Sun. May 5th, 2024

 France: the market for AI-enabled surveillance cameras bets on the Olympics to grow

Unsplash Pointed out as a threat to public freedoms, the use of algorithmic video surveillance in France has been authorized within the framework of the Olympics

Marginal in France, the algorithmic video surveillance (VSA) market, which relies on technology to detect suspicious behavior, is now counting on its experimentation during the Paris Olympic Games to take off. 

In practice, software is associated with surveillance cameras to detect any abnormal or risky behavior in real time.

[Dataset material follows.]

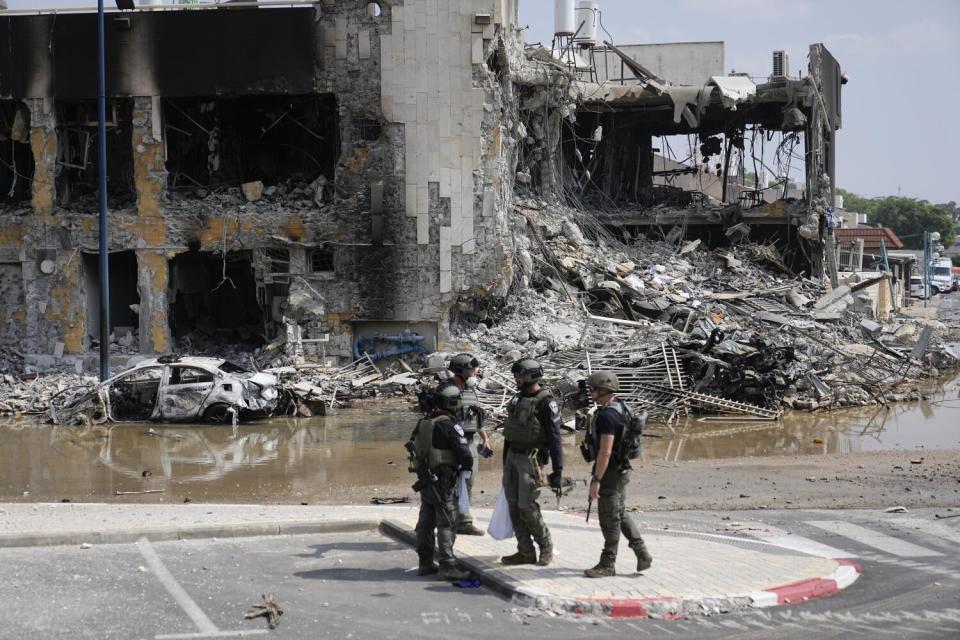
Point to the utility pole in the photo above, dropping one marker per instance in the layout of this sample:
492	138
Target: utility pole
102	189
926	267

A human is then notified to take charge of the situation.

Pointed out as a threat to public freedoms, the use of VSA in France was authorized within the framework of the Olympic Games by a law adopted in April 2023, for the detection of eight specific cases such as crowd movements or an outbreak of fire, without facial recognition however. 

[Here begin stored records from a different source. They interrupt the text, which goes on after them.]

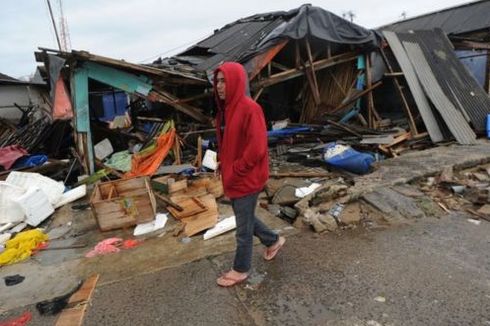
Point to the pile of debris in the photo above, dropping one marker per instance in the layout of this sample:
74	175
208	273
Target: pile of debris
467	190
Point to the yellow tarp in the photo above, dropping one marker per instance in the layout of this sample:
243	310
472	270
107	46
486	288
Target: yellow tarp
21	247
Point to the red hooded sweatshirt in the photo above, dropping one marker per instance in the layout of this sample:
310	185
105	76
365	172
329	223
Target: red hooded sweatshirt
242	145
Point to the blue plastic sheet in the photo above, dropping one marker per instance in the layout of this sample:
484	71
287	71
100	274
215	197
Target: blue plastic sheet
30	161
350	160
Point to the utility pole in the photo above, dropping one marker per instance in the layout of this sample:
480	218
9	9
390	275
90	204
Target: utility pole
64	33
349	14
54	25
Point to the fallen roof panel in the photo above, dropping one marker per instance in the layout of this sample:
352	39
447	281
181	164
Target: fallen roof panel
453	118
459	86
415	87
466	18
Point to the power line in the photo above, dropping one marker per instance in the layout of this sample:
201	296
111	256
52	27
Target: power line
173	49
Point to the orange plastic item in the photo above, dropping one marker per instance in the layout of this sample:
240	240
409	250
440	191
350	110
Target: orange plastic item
147	164
22	320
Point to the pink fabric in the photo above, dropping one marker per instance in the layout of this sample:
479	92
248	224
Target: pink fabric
107	246
131	243
10	154
22	320
62	108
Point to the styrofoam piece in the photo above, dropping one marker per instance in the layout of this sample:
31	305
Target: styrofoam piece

Previously, “there was no text in France which prohibited or authorized the use of this type of software”, explains to AFP Yoann Nabat, teacher-researcher in private law and criminal sciences at the University of Bordeaux.&nbsp ;

In this gray zone, the deployment of algorithmic surveillance has until now been done in France “on tiptoe and lip service”, notes Dominique Legrand, president of the 'National Association of Video Protection (AN2V). 

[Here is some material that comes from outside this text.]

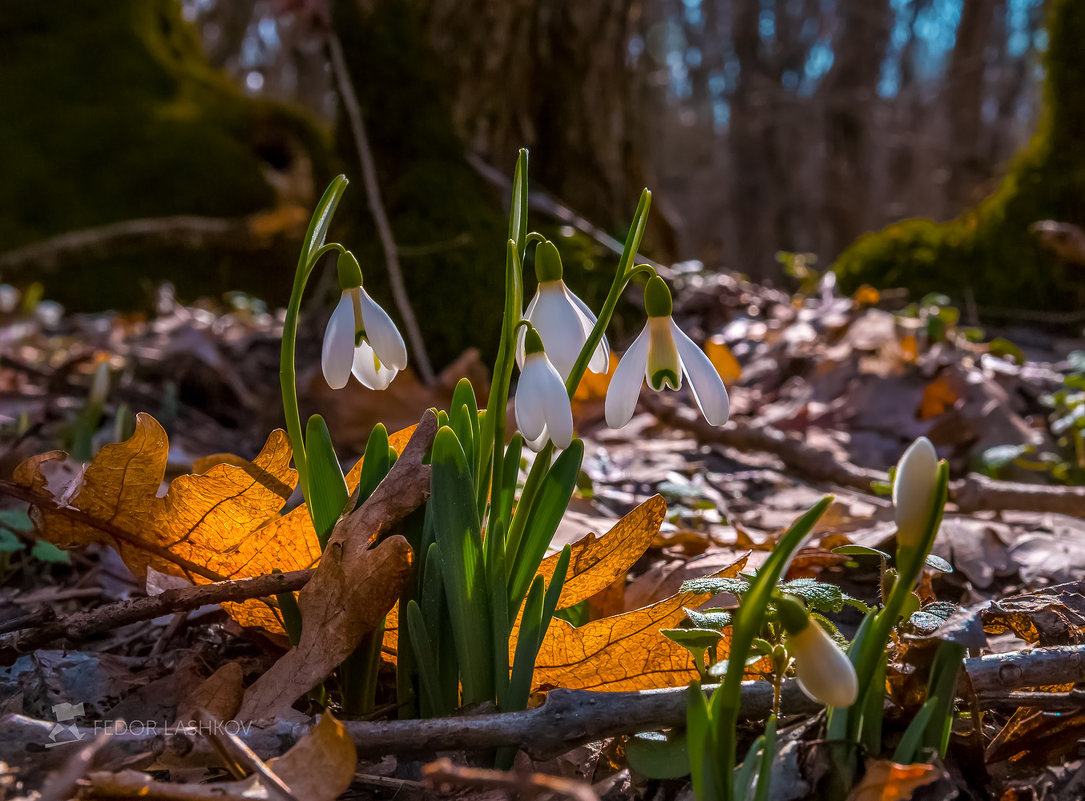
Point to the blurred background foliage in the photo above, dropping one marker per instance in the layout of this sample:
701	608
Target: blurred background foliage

If there is no official national data, the association Quadrature du Net ensures that around fifty cities are already testing it, such as Nice, Nîmes or Aulnay-sous-Bois. 

Not counting the manufacturers of cameras, VSA today represents 15% of the total video surveillance market in France, i.e. a turnover of around 50 million euros, details for AFP Patrick Haas, director of publications En Tout Sécurité, specialists of strategic security analysis.

A drop in the ocean in the global algorithmic video surveillance market, valued at $5.6 billion in 2023, according to MarketsandMarkets. 

Dominated by the Asia-Pacific region, it should almost triple to reach $16.8 billion by 2028, taking advantage, for example, of technological progress to improve video analysis. 

“This is the most promising sector of video surveillance “, insists Patrick Haas. “If the video protection market generally grows by 8% to 10% per year, video analysis is +20%.” 

Beyond the Olympic Games, the new French legal framework, which allows the experimentation of VSA during “sporting, recreational or cultural events” until March 31, 2025, has already stimulated the sector.

Alan Ferbach, boss of Videtics, one of the four French companies selected to deploy VSA during the Olympics, particularly for crowd management, has observed for a year “a systematic need” to couple artificial intelligence and cameras in calls for tenders from communities.

The sector, which consists mainly of large defense companies like Thalès and a handful of French start-ups and foreign companies – mainly Israeli, Chinese and American – is now hoping that the experience of the Olympics will lead to legislation long-lasting.

This prospect should create “a windfall effect”, indicates Yoann Nabat. “It will become a huge market since all town halls, for all events, will want their video surveillance system.” 

Algorithmic video surveillance could then experience the same evolution as that of drones, anticipates- he says.

A reason to regulate this market even more seriously, if we do not want to find ourselves in an Orwellian world where technology will take precedence to take us further still a long way towards Chinese-style social credit.